Parents and Other Entourage Types
If your parents know you want to see a new doc, they probably realize you want to be in charge. This is a good time to talk to them about spending time alone with the doctor, or even going to the doctor's office on your own if you're old enough.
If your mom or dad is in the room for part of the visit, answer as many of the doctor's questions as possible yourself, rather than waiting for your parent to speak up. The doctor wants to know how you're feeling and what's going on with you, not what a parent thinks you're feeling. Sometimes parents have a tendency to jump in. Most of the time they don't mean to take over. They're just so used to answering questions because they've been doing it since you were a kid.

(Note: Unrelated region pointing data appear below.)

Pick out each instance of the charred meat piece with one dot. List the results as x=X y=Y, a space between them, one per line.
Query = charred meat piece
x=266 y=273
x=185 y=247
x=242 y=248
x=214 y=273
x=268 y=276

If you feel like you can't answer a doctor's questions honestly while someone else is in the room, tell your doctor what's really going on once you're alone. Most doctors understand that teens need time alone with a doctor, and many will ask parents to give the two of you private time.
Switch and Switch Again?
Did you find a new doctor only to realize after a few visits that he or she isn't what you expected? You're not locked in — switch again. It's important to find someone you trust, feel comfortable with, and can develop a close relationship with as you get older.
With all the changes going on in your mind, body, and life, your doctor will be a valuable resource for years to come. So naturally you want someone you can connect with and stay with for a long time. There's really no better place to turn when you have concerns about health than a doctor who has known you for a while.